Rather than working with Hinkson to rectify the encroachment and to seek some form of resolution — as they had done in the 1970s — federal officers set up a sting operation and charged Hinkson with a crime. On opening day of deer season, state and federal agents rushed into the area and pulled Hinkson and his hunting partners from their deer blinds, informing them they had committed as many as 30 different violations. But the officers issued only three tickets related to constructing a cabin and permanent deer blinds on federal lands.[*]
Hinkson immediately removed the deer blinds and attempted to find an amicable agreement by offering to purchase federal land around the cabin or to swap eight acres of his nearby land for the eight acres of public lands on which the cabin sat to rectify the boundary dispute. Federal officials refused his offers, and Hinkson took the issue to court. The following spring, Forest Service officials visited Hinkson’s property again and wrote additional tickets, claiming his bird feeder and wood pile were “garbage” that had been left on federal lands. They also requested that federal prosecutors upgrade the original charge from a misdemeanor to a “federal criminal case.”[11]
The final court ruling eventually found Hinkson not guilty, noting that he had not intended to violate federal law when he inherited the cabin in 2013. The judge’s ruling further noted that the Forest Service’s charges and actions, if successful, would produce “an absurd result,” and called its decision to pursue criminal charges against Hinkson “peculiar.”[12]
The sting operation and later court proceedings stand in stark contrast to the amicable efforts the Forest Service employed with the original landowner to relocate the cabin in the 1970s. This episode serves as one example of how the agency’s approach to conflict with a local landowner in Michigan may have changed over nearly half a century.

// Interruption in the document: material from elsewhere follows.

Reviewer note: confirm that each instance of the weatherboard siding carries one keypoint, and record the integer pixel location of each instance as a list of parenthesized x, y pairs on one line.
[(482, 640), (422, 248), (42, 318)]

[*] The alleged violation was of 36 C.F.R. § 261.10(a), which prohibits the following: “Constructing, placing, or maintaining any kind of road, trail, structure, fence, enclosure, communication equipment, significant surface, or other improvement on National Forest System lands or facilities without a special-use authorization, contract, or approved operating plan when such authorization is required.”